Canadians should brace for $1.50 gallon gas prices in the near future as global oil supply will increasingly have trouble keeping pace with demand, forecasts a new energy report from CIBC World Markets.

The report predicts that surging demand in developing economies combined with accelerated depletion of existing supply and widespread delays in getting new oil fields up and running will see the global supply of oil fall as much as 8 million barrels a day below U.S. Department of Energy and International Energy Agency estimates by 2012.

“Those projections ignore two fundamental forces that have, in recent years, brought global production to a virtual standstill,” says Jeff Rubin, chief strategist and chief economist at CIBC World Markets. “The first is depletion. You have to run faster to stand still. Depletion from existing fields has accelerated to over 4%, a rate that currently cuts nearly 4 million barrels per day out of each year’s production.

“The second fundamental force blowing up supply forecasts is the huge project delays and massive cost overruns associated with many of the world’s largest new oil mega-projects. From Kazakhstan to Nigeria’s Delta region, protracted delays in some of the world’s largest energy mega-projects will have huge impacts on actual supply growth over the next five years.”

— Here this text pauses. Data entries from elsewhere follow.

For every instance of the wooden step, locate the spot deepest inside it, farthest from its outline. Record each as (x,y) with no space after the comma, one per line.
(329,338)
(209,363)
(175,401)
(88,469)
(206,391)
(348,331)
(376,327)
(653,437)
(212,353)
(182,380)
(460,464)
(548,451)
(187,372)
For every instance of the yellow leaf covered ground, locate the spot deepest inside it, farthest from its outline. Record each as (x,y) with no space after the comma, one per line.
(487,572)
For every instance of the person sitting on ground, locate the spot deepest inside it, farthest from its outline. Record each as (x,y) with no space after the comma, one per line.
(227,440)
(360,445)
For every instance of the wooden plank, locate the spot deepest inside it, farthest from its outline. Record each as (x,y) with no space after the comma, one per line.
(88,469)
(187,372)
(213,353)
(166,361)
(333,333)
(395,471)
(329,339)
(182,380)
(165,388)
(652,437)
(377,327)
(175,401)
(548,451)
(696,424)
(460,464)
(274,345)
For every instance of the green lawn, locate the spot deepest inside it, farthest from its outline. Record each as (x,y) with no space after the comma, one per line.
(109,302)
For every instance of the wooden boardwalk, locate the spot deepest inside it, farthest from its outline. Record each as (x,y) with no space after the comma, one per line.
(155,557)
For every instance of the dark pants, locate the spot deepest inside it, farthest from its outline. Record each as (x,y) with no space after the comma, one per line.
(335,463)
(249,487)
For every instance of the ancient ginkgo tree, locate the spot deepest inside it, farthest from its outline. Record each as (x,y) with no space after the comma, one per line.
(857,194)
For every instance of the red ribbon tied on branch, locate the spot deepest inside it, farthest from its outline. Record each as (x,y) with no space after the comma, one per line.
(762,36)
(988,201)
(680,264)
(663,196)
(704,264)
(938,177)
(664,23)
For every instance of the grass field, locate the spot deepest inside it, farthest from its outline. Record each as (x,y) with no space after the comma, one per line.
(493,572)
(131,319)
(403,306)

CIBC World Markets says it reviewed nearly 200 new oil projects slated to start production over the next five years and found that scheduled production timelines are far too optimistic, with project delays the norm, not the exception, among the group.

Rubin notes that delays in the Venezuela and Canada will shave over 700,000 barrels a day from earlier 2012 production forecasts.

“Of course, stagnant conventional world oil production underlies the recent problems associated with harvesting unconventional supply. Virtually all of the increases in global oil production have occurred from deepwater fields or oil sands, with conventional production seemingly stuck at 2005 levels of 67 million barrels per day.”

These project delays are also happening at a time of accelerated global depletion in existing fields. The rate has climbed to over 4%, which cuts nearly four million barrels per day out of each year’s production. The recent increases are in part, related to the growing importance of offshore, and, in particular, deepwater fields, which have depletion rates twice that of conventional fields.